Reporting in the Proceedings of the National Academy of Sciences, the investigators said they found genes of latent cytomegalovirus, or Cmv, in white blood cell progenitors in human bone marrow -- a discovery that could lead to a vaccine against the ubiquitous microbe.
"This usually innocuous virus resides in some of the most important cells in the human body -- granulocyte-macrophage progenitors, or Gm-Ps, the parents of important white cells crucial to the immune response," said lead study author Edward Mocarski of Stanford University. "We had suspected that white- cell precursors would be involved, but no one had any understanding of what genes Cmv might produce in the latent period there."
A member of the ancient and complex herpesvirus family, Cmv infects nearly 100 percent of some populations around the world, being transmitted before or at birth and later through saliva, blood, urine and sexual contact.
Initial symptoms remain mild, followed by a period of harmless latency in most healthy people.
"But the virus can cause birth defects in a developing fetus and life-threatening disease in children and adults with weakened immune systems, such as people with Acquired Immune Deficiency Syndrome, or AIDS, premature infants and organ transplant recipients," Mocarski said.
So long as the host remains healthy, Cmv -- which has been around for millions of years -- does little harm. But if the immune systems lacks maturity or normal strength, Cmv can cause a range of potentially fatal diseases.
Antiviral drugs can slow -- but not stop -- damage from the reactivated virus, Mocarski said.
The mystery has been how the virus sleeps and awakes. Studies to clarify the matter have been confounded by the viruses' extraordinary complexity. Rather than the three or so genes of simpler viruses, this villainous microorganism boasts 230.
"The large genome and the large number of genes carried by Cmv, combined with the complexity of cell types that might be involved in acute and in latent infection, presented formidable obstacles to understanding the biology of this virus," Mocarski said.
Since genes responsible for the virus's growth shut down during latency, the researchers focused on genes that remain active by infecting a mixture of cells in a test tube.
"We found these cells were able to carry the viral genome without being damaged themselves, and we detected unique genes that were active then," Mocarski said.
Next, the scientists identified the unique genes as Cmv latency-associated transcripts, or Clts, and set out to discover the type of cells in which they hide.
"We found a latent infection marker in five of seven marrow samples from individuals infected with Cmv," said study co-author Dr.

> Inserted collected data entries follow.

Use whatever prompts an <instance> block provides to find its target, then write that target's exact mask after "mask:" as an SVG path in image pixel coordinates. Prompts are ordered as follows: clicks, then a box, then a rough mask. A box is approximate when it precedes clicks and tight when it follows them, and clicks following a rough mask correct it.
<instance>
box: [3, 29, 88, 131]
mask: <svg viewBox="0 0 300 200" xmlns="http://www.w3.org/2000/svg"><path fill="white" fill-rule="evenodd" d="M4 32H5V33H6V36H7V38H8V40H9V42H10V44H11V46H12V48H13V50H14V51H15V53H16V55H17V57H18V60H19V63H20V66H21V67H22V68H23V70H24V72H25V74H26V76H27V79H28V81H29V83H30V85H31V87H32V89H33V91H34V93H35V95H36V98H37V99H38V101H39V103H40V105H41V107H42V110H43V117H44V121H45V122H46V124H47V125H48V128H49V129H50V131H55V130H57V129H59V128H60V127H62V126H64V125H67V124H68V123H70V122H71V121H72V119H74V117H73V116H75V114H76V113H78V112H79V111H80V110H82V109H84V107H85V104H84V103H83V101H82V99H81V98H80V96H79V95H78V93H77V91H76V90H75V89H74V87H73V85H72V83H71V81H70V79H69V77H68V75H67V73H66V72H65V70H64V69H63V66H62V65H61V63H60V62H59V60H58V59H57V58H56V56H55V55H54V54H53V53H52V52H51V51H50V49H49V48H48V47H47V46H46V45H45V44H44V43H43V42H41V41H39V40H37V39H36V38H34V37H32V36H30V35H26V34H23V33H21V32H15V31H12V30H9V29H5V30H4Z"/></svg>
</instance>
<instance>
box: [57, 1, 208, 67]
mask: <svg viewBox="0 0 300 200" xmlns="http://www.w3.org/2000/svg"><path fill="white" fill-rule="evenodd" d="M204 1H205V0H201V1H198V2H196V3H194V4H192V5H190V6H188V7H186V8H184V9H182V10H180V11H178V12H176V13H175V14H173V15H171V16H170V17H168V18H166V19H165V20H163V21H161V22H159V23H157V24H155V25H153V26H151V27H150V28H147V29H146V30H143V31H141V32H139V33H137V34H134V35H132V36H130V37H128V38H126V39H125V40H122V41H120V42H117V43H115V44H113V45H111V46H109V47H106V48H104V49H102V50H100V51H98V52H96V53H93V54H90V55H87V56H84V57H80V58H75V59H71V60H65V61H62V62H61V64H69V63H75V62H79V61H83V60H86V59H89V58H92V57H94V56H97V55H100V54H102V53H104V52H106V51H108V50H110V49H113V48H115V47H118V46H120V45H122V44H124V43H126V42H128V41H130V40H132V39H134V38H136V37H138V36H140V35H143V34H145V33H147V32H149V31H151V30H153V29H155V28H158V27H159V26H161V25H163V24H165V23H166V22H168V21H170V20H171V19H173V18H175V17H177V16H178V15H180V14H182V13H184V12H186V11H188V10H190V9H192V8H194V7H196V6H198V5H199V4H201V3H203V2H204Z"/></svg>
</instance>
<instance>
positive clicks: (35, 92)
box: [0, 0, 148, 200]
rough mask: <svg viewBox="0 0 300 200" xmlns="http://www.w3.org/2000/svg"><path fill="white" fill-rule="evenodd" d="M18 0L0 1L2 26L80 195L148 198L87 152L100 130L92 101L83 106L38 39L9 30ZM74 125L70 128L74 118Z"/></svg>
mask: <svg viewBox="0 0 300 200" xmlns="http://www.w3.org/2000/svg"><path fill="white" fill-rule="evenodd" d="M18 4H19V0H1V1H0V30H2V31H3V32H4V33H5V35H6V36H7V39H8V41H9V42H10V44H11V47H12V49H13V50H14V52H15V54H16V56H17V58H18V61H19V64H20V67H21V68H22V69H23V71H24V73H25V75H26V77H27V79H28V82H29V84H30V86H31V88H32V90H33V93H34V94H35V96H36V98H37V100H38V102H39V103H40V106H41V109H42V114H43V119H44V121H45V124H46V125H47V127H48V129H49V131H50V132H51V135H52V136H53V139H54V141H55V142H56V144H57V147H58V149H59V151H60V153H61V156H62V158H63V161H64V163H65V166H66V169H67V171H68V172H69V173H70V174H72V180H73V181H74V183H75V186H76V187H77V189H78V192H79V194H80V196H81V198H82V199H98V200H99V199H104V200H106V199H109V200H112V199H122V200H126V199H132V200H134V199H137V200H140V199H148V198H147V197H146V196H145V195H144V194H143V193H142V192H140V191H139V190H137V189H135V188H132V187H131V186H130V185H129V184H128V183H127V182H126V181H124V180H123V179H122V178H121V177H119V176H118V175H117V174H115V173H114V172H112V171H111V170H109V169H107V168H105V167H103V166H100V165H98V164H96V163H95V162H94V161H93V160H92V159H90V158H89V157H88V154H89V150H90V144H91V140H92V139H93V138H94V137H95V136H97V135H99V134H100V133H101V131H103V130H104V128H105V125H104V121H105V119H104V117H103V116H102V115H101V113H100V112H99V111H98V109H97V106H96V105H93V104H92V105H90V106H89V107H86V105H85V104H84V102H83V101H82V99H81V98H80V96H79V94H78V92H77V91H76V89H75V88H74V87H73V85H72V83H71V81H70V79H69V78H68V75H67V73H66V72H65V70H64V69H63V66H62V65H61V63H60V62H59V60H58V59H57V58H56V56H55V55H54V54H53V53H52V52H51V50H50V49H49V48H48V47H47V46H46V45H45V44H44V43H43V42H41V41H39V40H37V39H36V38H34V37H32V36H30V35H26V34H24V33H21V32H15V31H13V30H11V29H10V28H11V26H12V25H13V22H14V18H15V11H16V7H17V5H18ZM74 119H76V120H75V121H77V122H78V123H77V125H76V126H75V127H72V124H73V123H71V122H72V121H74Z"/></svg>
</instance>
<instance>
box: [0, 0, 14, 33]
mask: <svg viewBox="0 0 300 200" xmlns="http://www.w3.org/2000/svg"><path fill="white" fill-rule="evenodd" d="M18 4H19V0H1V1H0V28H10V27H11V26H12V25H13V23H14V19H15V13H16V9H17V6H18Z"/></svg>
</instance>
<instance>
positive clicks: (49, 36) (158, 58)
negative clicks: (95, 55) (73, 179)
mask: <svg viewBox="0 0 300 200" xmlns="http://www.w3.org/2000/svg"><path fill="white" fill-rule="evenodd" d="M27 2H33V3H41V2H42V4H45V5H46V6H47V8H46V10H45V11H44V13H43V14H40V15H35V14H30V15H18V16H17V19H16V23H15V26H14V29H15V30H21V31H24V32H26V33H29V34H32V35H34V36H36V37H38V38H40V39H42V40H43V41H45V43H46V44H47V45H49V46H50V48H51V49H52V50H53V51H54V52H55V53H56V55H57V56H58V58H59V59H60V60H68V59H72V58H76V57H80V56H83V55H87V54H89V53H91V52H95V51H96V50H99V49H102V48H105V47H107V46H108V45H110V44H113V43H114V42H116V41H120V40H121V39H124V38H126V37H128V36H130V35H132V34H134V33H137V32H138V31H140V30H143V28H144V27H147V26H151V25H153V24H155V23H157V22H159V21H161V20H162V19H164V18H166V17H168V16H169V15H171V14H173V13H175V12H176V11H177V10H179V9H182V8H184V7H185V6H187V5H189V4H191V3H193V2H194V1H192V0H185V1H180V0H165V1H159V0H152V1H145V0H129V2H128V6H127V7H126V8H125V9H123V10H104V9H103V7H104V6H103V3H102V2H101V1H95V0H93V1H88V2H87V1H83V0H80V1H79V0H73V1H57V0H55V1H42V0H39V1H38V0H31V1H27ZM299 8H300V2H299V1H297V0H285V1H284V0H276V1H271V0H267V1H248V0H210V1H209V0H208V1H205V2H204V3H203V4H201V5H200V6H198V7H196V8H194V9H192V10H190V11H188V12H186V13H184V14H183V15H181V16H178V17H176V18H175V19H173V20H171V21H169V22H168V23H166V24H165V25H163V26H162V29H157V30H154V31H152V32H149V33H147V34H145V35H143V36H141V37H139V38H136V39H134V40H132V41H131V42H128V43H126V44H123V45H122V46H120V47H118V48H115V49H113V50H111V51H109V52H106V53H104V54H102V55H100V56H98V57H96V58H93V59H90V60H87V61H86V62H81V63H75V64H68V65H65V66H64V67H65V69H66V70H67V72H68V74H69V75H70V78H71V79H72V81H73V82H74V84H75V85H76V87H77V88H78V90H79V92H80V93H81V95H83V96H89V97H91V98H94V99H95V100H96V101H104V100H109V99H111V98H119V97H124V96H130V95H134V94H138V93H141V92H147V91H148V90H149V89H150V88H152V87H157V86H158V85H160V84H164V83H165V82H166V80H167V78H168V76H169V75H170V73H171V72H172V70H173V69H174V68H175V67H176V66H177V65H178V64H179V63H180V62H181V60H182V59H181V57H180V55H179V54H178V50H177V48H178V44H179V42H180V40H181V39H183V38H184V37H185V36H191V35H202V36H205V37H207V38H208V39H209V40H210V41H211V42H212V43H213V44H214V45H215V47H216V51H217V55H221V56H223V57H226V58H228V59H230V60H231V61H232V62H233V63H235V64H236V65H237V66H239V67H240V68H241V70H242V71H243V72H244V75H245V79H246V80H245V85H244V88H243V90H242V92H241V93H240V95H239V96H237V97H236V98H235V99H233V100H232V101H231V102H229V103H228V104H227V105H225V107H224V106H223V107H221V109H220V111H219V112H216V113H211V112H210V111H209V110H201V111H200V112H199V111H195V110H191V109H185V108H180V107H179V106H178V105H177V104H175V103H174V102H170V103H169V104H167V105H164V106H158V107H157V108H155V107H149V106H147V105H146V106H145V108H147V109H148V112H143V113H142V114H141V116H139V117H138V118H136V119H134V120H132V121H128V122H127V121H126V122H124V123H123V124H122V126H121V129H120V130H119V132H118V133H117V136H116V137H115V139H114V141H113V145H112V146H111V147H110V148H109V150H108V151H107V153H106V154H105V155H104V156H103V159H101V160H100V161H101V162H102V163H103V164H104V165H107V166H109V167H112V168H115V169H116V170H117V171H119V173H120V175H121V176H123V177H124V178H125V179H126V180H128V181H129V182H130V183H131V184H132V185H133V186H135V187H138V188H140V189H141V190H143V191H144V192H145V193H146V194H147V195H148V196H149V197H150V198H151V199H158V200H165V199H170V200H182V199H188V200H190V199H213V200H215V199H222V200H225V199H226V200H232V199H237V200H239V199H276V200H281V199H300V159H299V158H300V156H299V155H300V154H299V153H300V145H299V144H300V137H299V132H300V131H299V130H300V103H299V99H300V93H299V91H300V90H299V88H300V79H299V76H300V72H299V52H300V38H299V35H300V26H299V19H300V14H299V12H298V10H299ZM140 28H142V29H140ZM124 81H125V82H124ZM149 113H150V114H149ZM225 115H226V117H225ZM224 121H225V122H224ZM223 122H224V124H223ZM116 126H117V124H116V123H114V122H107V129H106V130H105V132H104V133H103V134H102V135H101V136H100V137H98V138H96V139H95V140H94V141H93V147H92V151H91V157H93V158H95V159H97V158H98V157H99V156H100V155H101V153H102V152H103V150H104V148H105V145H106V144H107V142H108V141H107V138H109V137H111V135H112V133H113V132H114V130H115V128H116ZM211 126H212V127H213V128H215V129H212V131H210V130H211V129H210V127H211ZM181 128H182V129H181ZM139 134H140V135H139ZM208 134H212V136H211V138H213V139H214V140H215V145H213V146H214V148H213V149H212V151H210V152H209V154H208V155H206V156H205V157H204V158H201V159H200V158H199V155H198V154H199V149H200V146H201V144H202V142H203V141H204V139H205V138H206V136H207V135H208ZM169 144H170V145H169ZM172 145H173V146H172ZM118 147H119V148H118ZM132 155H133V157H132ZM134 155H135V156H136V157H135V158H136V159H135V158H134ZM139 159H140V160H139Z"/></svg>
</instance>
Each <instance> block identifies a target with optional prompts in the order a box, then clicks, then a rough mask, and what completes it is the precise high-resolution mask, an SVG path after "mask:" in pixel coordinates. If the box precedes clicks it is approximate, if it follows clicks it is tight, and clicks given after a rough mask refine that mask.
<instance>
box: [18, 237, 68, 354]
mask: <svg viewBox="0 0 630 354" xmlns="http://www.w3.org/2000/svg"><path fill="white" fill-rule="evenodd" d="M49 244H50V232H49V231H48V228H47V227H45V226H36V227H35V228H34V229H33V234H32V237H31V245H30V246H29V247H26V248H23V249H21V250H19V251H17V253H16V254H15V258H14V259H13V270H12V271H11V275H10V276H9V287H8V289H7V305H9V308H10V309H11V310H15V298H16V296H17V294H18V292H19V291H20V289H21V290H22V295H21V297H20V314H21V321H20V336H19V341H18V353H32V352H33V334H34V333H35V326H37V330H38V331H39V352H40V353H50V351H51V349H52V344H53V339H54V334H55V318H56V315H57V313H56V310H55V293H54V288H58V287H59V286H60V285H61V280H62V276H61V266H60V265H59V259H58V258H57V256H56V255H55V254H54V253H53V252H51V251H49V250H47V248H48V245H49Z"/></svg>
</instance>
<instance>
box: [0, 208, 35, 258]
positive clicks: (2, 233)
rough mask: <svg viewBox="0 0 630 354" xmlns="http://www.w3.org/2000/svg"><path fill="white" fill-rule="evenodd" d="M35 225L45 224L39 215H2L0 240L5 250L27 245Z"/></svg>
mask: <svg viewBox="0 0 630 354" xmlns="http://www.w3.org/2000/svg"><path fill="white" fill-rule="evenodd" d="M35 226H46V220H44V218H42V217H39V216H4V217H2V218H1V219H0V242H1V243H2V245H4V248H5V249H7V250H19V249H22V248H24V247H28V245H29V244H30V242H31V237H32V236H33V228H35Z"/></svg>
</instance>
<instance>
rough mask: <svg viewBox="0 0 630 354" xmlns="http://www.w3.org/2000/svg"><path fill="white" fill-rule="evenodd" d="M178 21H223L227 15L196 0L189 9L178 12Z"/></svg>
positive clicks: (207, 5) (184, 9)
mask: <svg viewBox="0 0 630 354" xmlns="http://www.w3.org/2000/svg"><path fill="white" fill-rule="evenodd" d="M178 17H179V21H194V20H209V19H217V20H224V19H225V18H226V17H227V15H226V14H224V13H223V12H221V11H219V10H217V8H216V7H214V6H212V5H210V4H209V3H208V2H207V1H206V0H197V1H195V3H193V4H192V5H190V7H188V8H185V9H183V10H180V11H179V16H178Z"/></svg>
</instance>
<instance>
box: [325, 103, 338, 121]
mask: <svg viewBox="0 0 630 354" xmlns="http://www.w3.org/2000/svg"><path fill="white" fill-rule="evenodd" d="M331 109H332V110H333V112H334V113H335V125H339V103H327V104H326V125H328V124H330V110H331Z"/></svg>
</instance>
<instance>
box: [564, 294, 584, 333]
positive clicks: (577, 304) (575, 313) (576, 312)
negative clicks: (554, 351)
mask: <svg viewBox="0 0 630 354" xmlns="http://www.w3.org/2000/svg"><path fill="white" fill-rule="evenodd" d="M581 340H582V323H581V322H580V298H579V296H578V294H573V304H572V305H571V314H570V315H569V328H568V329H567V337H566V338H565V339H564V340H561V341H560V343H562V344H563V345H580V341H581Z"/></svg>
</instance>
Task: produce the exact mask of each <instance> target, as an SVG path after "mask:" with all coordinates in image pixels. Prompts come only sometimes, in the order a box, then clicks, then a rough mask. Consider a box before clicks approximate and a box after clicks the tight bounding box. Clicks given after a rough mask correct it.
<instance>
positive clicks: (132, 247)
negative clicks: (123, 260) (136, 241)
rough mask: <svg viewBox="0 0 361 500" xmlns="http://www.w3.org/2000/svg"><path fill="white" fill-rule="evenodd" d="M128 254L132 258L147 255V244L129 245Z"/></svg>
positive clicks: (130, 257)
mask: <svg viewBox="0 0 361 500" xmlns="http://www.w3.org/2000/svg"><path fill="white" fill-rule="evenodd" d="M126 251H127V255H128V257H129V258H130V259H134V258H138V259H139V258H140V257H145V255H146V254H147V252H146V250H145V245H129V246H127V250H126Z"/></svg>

Kazuhiro Hondo, now an associate professor at Osaka University Medical School in Japan.
"This provided further evidence the genes we had discovered were bona fide, because they appeared in a naturally occurring latent infection. It also provided evidence that white cell progenitors can be a major source of reactivated Cmv, which can lead to disease in transplant recipients."
Faced with critical tissue shortages, doctors sometimes knowingly use Cmv-infected tissues in transplant recipients.
"Now that we can measure the quantity of latent Cmv in tissues, we might begin to exclude donors with the highest levels of infection, reducing the risk of severe Cmv disease in recipients," said Dr. Karl Blume, professor of medicine and director of the Stanford Hospital Bone Marrow Transplantation Program.
"Also, knowing the level of infection in the donor tissue will help clinicians more effectively protect the recipients against Cmv disease, possibly through the use of antiviral drugs."